Wszystko zaczęło się od tego, że kiedyś nastąpiły zmiany w jego zachowaniu: zaczął mieć zaniki pamięci, czasami nie poznawał swoich znajomych. Wtedy Agrazzio zaczął mówić do siebie i do otaczających go osób w języku, którego nie rozumieli. Kiedy wiejski ksiądz rozpoznał łacinę w tym języku, Agrazzio zainteresował się przedstawicielami miejscowej inteligencji: nauczycielami gimnazjów, lekarzem, komornikiem sądowym i pewnym absolwentem Uniwersytetu Bolońskiego. W sprawozdaniu z tego spotkania naukowego, przedłożonym władzom, stwierdzono, że Agrazzio mówił nie tylko po łacinie, ale także po turecku, grece i kilku innych językach nieznanych autorom raportu. Agrazzio mógł bez wahania przełączyć się z jednego języka na inny, potem na trzeci i tak dalej. Eksperci doszli do wniosku, że Agrazzio mówił co najmniej 10 różnymi językami.

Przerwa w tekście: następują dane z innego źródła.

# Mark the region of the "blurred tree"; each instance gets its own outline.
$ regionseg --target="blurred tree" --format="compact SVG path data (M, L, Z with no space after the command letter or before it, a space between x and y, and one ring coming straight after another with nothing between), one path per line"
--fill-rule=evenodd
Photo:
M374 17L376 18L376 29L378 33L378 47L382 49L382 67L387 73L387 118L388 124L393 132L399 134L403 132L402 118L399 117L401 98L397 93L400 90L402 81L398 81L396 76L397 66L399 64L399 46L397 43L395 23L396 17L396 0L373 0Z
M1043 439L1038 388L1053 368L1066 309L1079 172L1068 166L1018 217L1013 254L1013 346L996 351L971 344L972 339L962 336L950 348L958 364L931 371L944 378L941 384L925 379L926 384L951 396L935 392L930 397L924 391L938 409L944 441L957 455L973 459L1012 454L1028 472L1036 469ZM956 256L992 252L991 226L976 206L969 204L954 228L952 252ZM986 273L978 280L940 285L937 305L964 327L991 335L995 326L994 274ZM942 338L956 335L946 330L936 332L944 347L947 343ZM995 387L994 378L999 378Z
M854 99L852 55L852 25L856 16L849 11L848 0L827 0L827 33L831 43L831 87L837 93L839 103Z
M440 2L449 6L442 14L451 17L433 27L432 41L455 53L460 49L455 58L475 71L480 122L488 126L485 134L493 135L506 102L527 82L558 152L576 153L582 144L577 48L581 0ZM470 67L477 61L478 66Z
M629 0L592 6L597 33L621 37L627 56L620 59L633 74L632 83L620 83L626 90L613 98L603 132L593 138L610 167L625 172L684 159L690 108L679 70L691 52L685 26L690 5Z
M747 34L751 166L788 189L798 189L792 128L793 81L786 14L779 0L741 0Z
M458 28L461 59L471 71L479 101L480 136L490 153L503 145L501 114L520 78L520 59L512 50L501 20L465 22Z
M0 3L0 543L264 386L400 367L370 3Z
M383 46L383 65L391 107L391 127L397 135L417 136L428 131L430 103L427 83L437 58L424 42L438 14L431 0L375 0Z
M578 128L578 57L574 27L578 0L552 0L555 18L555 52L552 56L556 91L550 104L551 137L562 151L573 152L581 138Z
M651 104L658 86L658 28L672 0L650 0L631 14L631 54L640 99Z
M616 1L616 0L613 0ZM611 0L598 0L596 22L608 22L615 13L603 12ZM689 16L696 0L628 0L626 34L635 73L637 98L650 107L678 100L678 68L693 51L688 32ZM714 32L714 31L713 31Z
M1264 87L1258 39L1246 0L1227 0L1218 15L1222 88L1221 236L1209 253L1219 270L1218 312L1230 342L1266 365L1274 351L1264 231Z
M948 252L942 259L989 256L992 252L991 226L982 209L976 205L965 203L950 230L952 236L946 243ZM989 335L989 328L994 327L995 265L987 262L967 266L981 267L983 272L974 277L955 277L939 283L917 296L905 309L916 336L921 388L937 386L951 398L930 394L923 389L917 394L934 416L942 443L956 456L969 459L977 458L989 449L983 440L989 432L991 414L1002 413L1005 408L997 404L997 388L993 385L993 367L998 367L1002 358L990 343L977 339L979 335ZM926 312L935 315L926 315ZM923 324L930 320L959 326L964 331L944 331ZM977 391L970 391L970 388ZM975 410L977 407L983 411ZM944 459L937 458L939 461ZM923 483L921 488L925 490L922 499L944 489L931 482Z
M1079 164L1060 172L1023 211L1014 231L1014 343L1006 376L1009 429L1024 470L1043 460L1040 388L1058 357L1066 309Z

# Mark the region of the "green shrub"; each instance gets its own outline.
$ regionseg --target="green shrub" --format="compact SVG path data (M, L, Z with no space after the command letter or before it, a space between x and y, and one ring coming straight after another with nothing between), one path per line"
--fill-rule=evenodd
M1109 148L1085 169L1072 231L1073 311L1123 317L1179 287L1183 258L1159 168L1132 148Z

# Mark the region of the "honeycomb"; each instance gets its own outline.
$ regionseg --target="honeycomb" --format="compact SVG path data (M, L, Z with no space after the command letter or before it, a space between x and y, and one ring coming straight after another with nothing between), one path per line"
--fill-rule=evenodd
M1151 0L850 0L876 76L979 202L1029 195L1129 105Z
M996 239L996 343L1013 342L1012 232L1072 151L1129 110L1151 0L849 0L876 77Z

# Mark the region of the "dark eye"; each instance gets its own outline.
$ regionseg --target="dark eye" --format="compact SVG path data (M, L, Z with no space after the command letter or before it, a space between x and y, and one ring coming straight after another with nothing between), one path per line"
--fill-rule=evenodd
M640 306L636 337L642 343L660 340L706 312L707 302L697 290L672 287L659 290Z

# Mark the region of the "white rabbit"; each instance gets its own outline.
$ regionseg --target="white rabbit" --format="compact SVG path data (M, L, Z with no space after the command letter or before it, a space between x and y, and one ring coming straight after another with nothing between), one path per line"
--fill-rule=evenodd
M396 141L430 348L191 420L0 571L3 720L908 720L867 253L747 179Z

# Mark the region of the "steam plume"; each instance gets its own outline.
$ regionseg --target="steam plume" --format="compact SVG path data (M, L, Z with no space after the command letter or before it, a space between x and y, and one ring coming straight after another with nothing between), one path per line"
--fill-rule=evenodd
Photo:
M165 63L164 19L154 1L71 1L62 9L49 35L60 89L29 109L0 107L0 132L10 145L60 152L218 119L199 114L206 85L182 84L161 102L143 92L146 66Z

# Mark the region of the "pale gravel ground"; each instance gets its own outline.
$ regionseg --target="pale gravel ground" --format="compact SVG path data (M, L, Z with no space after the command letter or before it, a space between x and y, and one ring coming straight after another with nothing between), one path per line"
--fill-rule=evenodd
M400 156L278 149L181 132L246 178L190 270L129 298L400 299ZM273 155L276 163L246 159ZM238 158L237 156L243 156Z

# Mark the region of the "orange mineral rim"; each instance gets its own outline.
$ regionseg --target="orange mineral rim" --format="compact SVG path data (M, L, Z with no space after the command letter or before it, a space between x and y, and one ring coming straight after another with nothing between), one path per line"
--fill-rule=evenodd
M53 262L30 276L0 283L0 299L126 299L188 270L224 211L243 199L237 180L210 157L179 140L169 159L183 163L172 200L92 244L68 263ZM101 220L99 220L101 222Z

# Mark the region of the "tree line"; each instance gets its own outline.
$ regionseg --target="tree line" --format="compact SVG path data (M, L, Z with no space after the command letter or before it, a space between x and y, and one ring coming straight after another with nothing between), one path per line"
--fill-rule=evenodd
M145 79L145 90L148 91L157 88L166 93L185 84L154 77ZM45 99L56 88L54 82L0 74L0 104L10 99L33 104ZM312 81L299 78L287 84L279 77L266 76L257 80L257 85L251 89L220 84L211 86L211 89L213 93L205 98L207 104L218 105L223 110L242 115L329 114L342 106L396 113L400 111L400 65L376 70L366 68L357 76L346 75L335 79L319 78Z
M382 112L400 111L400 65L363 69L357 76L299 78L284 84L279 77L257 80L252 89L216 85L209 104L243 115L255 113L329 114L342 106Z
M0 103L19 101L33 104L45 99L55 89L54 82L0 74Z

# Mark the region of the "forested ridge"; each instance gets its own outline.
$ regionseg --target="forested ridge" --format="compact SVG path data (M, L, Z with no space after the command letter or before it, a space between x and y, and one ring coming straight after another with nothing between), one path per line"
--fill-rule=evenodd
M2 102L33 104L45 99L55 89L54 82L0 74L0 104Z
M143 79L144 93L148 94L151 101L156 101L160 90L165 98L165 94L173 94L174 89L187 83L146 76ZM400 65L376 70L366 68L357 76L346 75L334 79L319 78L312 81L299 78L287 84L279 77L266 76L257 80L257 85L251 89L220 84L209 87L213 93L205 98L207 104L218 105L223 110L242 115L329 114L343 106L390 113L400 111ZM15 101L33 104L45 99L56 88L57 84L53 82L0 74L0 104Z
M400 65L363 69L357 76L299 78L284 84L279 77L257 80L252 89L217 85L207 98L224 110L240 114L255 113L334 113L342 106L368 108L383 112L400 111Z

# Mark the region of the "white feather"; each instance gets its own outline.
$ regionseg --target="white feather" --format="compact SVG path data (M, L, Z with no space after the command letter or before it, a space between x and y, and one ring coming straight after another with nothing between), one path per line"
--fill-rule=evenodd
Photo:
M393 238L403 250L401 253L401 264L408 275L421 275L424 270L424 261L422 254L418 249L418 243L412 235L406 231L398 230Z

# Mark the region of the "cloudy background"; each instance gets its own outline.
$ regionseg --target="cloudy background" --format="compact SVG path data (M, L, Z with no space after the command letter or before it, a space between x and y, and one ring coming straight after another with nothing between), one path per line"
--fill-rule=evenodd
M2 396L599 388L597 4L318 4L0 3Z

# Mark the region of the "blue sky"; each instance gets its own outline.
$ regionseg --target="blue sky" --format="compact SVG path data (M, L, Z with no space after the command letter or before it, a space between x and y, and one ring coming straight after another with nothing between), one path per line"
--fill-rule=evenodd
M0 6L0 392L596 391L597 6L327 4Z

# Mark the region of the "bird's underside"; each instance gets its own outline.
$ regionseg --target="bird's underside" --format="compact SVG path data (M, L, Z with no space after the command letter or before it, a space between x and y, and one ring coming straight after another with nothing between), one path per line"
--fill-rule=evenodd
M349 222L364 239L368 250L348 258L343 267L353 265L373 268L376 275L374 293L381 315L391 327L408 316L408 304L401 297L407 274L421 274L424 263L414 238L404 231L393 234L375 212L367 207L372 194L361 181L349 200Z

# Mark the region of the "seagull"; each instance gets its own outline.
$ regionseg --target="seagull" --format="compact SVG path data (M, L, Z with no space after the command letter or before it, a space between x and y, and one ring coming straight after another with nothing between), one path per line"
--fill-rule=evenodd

Nie potrafił wyjaśnić swojej zdolności. Poliglota zamierzał zostać wysłany do Rzymu, aby profesor mógł go zbadać, ale kategorycznie się temu sprzeciwił. Ponadto, gdy niezwykłe umiejętności Agrazzio wzrosły, zaczął wykazywać oznaki szału. W raporcie stwierdzono, że okazywał brak szacunku i bluźnierstwo w różnych językach. Kiedy kapłan spryskał go wodą święconą, wieśniak ryknął i próbował go zaatakować. Władze kościelne nalegały na odprawienie rytuału egzorcyzmów, a nieszczęsny Agrazzio zginął podczas przymusowych egzorcyzmów, zabierając do grobu swoją tajemnicę (odpowiedzi na którą jednak prawdopodobnie sam nie znał).